Both he and Blackwell raised objections about budget outlays to purchase vans for the Economic Development department and Community Library, and the city's takeover at this time of the historical museum, which includes the hiring of a full-time museum supervisor.
"We're a business," Blackwell said. "The city is a business, and if we don't look as a business at what we're gong to get toward our return on investment, we're going down the wrong path - and that's any venture we go into."
Council member Andi Pawlowski reminded her colleagues and audience members the city wasn't a business.
"The city is for the benefit of its residents. You have to remember that a lot of the things we do, we don't get a return on. There are benefits that people pay for that they expect their city to provide," Pawlowski said.
Council member Robert Ulin said he studied the budget careful and had concerns about it. "But at the end of the day, I'm squarely for the budget."
Mayor Kenneth Bernard answered critics who said the budget contained too many "wants" vs. the city's "needs."
"I will tell you that the first submission of the budget by all in the city is what they want. After the first meeting, it's down to what they need. After the second meeting, it's who needs it worse," Bernard said.
One significant element of the budget was a salary adjustment for city employees based on a reworking of job descriptions. Smith said the cost-of-living salary adjustment would be 3 percent in 2006, but some employees would be eligible for pay raises of 5 percent to 7 percent based because of the new job descriptions.
"All the stuff in the budget for the city employees, I hope that we can continue with that," Council member Dave Trinkle Jr. said, noting the salary increases should help Lansing avoid employee turnover that is plaguing other similar-sized municipalities.

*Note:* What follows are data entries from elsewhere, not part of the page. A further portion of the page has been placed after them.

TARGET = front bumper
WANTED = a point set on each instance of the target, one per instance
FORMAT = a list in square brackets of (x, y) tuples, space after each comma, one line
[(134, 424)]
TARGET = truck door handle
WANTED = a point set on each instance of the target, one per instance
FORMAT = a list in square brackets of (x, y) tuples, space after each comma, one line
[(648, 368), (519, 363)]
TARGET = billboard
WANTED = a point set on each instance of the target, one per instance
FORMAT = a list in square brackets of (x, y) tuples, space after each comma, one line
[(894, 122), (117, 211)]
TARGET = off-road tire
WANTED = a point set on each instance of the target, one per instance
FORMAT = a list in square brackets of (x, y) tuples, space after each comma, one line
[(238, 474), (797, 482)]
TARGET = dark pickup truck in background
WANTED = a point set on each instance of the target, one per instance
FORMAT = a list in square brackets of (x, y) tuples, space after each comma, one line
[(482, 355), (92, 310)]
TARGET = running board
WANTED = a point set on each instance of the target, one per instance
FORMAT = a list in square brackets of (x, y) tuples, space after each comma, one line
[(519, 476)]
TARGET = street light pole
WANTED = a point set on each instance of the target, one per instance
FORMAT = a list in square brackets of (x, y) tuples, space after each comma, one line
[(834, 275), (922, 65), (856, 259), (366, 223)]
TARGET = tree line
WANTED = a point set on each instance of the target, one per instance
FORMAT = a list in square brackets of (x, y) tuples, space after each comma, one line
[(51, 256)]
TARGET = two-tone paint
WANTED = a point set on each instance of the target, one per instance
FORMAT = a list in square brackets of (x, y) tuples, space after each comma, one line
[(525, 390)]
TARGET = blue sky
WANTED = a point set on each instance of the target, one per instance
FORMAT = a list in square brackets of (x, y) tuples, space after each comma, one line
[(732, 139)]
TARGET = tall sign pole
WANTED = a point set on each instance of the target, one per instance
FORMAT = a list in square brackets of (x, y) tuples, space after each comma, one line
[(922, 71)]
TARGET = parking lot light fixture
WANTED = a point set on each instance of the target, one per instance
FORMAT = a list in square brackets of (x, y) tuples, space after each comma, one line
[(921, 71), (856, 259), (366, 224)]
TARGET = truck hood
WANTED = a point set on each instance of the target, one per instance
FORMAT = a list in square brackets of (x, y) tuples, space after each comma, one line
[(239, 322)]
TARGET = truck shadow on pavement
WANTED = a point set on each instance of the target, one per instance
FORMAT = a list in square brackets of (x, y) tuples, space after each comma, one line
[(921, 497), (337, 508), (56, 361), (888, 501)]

The employee package also received the blessings of Blackwell and Russell.
"I applaud that effort, and I think that's necessary. : I think it's important for us to take care of our employees because you are our assets; you are what makes the city run. Anything that we can do to keep you here, to keep the turnover down, I'm all for," Blackwell said.
The total city budget for 2006 is $8,249,623, up from $7,768,023 this year.
The projected levy is 35.063 mills, down from 36.010 a year ago.
The budget includes a new parks and recreation employee, one additional police officer, a full-time library assistant, a site supervisor for the Lansing Historical Museum, and an additional wastewater operator.
Eight vehicles will be added to the city fleet: Five new police cars; vans for the library and Economic Development department; and a pickup truck for the Community Development department.
The city will take over the Lansing Historical Museum as officials work toward a goal of opening a Regional Prisons Museum.